Oh, yeah? Well, let's switch places, then.
As it happens, I do believe in an afterlife, for the same reason the astronomer Ellie Arroway (played by Jodie Foster) cites for believing in extraterrestrial life in Contact. She says
I'll tell you one thing about the universe, though. The universe is a pretty big place. It's bigger than anything anyone has ever dreamed of before. So if it's just us... seems like an awful waste of space. Right?
I'll tell you one thing about time: Time is a pretty long time. It's longer than anything anyone has ever dreamed of before. So if it's just this...seems like an awful waste of time. Right?
What that afterlife is is anyone's guess, although I tend to think it's kind of like this world: what you make of it. See the film What Dreams May Come for a possible afterlife primer. Better yet, read the book by Richard Matheson.

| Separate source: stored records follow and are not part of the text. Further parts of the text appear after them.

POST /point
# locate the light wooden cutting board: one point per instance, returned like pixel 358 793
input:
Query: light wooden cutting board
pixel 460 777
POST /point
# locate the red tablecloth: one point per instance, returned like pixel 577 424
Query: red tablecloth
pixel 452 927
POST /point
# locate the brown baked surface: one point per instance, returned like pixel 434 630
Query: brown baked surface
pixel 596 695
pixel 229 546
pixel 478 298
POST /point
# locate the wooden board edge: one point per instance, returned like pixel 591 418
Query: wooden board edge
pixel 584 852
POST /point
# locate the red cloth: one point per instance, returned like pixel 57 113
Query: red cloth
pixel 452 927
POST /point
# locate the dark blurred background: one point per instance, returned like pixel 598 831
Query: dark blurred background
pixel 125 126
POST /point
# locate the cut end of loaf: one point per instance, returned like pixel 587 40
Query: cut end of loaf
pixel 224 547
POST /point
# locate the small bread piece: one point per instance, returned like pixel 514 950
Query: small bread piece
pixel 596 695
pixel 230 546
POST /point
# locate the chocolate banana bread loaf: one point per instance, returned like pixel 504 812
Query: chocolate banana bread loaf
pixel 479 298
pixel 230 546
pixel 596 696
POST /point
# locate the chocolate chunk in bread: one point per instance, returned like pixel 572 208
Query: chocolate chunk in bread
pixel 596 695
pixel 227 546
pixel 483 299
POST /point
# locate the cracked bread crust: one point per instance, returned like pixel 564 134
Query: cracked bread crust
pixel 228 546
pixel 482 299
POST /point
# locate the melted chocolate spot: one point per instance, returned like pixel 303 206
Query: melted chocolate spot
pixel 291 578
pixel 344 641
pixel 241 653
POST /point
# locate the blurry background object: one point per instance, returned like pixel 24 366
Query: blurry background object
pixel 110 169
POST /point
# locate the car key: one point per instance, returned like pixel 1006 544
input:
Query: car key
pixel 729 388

Regardless of whether there's an afterlife or not, the one thing I can be reasonably certain of is that I'm going to die at some point. I think the mechanics of immortality are at least a couple of generations away: it'll be at least that long before we figure out how to upload consciousness, not to mention fashioning new bodies, bionic or otherwise, out of spit and stem cells.
So: at some point, a funeral. There's got to be music and lots of it: my life is full of music even in its silences. What music? I dunno. "Stairway to Heaven"'s way too obvious. So's "Spirit In The Sky" (although I like that one more). Please, spare me that old staple Amazing Grace. I never was a wretch and I absolutely detest the notion, widespread in many religions, that anyone who isn't of a particular faith is by definition a "wretch" or "blind". Or in need of "saving", for that matter.
If I was Scottish, I'd surely pick "Loch Lomond". But I'm not. If I was Australian I'd doubtless choose the song played at Steve Irwin's massive funeral, "Home Among the Gum Trees". But I'm not that, either.
I guess I'm going to have to write this stuff. I'll get around to it. Unless, of course, I die first.
1 comment:
I like yourself will be burned, no burial, no tombstone. How about Dear God by XTC ? ;o)
Even though I am an Atheist, I do "guess" that there is something else, some sort of afterlife, something. I love Contact, great film.